AKRON-``Auto repair fraud-America's shame.'' Powerful words, especially coming from one of the nation's most reputable ``protectors'' of the motoring public, the American Automobile Association (AAA).
In a stern editorial in the fall edition of the Akron Automobile Club's quarterly newsletter, AAA Today, Akron AAA President Richard J. Duffy took a swipe at the automotive repair industry for what he called ``shoddy work and even fraud'' that ``have created a climate of mistrust and suspicion'' among consumers.
``It's the nation's shame,'' he writes, ``that consumers can't get their cars fixed without getting ripped off.''
Making matters worse, he pointed out, less than half the states have specific laws on the books to protect consumers against auto repair fraud.
Rooted in the plethora of recent stories about alleged rip-offs by major retail service chains, the editorial urges states to adopt laws-and criminal penalties-to protect the public from disreputable repair shops.
The editorial also calls for shops to prominently display ``customer rights,'' to provide written estimates of repair costs, and return to customers, when possible, any parts replaced on their vehicles.
And it encourages motorists to find a reputable repair shop and patronize it.
In an interview with TIRE BUSINESS, Mr. Duffy noted that service fraud is and always has been a ``timely issue,'' as far as the AAA is concerned. And, as winter fast approaches, ``folks are thinking more about car repairs.''
Though he said the Akron AAA does not receive a lot of complaints about repair fraud, he believes most of the problems motorists encounter concern ``the biggest and most generic problem in the (automotive service) industry-miscommunication.''
``What is perceived to be a fraud is often not that at all,'' Mr. Duffy explained. ``The customer simply did not understand, nor did the garage properly explain the situation.'' But, he added, in the vast majority of cases, not enough information was conveyed to the customer about why certain repairs or parts were necessary.

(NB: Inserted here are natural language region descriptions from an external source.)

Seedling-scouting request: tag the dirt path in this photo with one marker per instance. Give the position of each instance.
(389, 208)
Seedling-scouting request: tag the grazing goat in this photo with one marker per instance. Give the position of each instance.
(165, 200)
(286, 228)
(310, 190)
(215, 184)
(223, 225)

``If there's a single greatest area that needs constant attention, it's having the customer understand why a garage needs to do what it's doing,'' he said.
Problems can usually be solved, he asserted, by a third party getting involved as a mediator and ``translator.''
Mr. Duffy contends most auto service technicians ``are hard-working, honest people,'' though, like in any industry, the unscrupulousness of a few inevitably can tar the reputations of many.

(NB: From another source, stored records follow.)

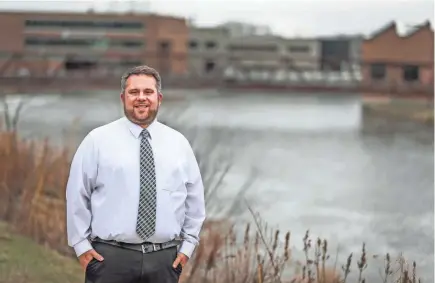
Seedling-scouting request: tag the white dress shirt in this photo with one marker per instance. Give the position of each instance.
(102, 192)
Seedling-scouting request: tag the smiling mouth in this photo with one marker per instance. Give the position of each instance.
(142, 107)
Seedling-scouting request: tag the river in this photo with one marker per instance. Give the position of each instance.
(318, 164)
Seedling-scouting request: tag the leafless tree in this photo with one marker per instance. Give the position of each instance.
(11, 119)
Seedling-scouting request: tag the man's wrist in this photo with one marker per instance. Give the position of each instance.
(82, 247)
(187, 248)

In an effort to protect their members, some AAA clubs participate in what he referred to as the ``AAA-approved auto repair program.''
Much like the association's practice of rating hotels and motels, repair facilities that participate ``must meet very stringent standards in order to use the `AAA-approved' sign,'' Mr. Duffy said.
A shop enters into a contract with the AAA, which empowers the association to ``act as the mediator and final say in problems, should they occur for members,'' he said. ``That's the closest we get to recommending a garage.''
Those standards cover certain equipment a shop must use, training of staff, follow-up procedures to customer complaints, and ``just how the shop stands behind its work and the warranties it issues with its repairs,'' Mr. Duffy said.
Participating shops are frequently inspected by AAA staff members to ensure those standards are being maintained.
``It provides a motorist with the assurance that if something does go awry, there is, by agreement, a third party available to them to resolve their problem,'' he said.
While the Akron club is not currently involved in the program, Mr. Duffy said it is considering joining it within the next 24 months, and would probably sign up about 20 shops in Summit County, where Akron is located.
``The automobile is not getting one bit easier to work on,'' he said. ``From our emergency road service standpoint, when a car's electronics go haywire, there's precious little on the scene the AAA can do to repair it.
``The days of filing down the points and sticking a screwdriver in the carburetor are gone.''
Consequently, he said ``it's a fact of life for us'' that the club has run up higher costs towing vehicles because of the inability at the roadside to get them running.
As far as service fraud goes, ``it's rarely a case where a facility does a job all wrong,'' Mr. Duffy noted. Sometimes problems are caused by the ``economic restraints'' placed on a shop by a customer only willing to spend $100 on a car that needs $300 in repairs.
He speaks from experience.
Mr. Duffy worked in a AAA-approved garage to help put himself through school. He joined the AAA in 1970, serving as its road service manager for 7.5 years before becoming Akron club president.